Post-bubble Vietnam faces a maturity test
The liquidation of a prominent equity fund capped a tough year as the country’s stock index slid from one of the decade’s top performers in Asia to one of its worst. Lawrence White examines the market’s lack of depth and breadth, and how to fix it.
BEAT SCHURCH OFFERS a wry explanation about why he is running Indochina Capital Advisers’ equities division despite a background as a chief financial officer. "I’m the only one left," he says. The office seems busy enough but Schurch is referring to the fact that the firm’s two senior equities investment officers departed after shareholders voted in September to liquidate Indochina’s equities fund.
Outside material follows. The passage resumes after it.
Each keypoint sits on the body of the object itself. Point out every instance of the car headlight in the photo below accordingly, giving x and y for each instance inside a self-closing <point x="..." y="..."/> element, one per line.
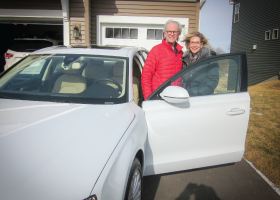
<point x="92" y="197"/>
The decision followed a 12-month battle among shareholders of the London-listed fund over whether it should be saved – possibly in partnership with rival Dragon Capital – or liquidated, having suffered heavily as the country’s Ho Chi Minh stock index continued a plunge from its peak of 1,106 in October 2007 to as low as 242 in February this year.
The bubble bursts
Performance of Ho Chi Minh stock index vs MSCI Asia (ex-Japan), ‘04-’09
At the time of the interview in early October the index had recovered to about 580 and Schurch was quick to stress that Indochina’s real estate funds are still very much in business and performing well. He believes, as do most of the fund managers and bankers interviewed for this story, in what many of them call Vietnam’s "secular growth story".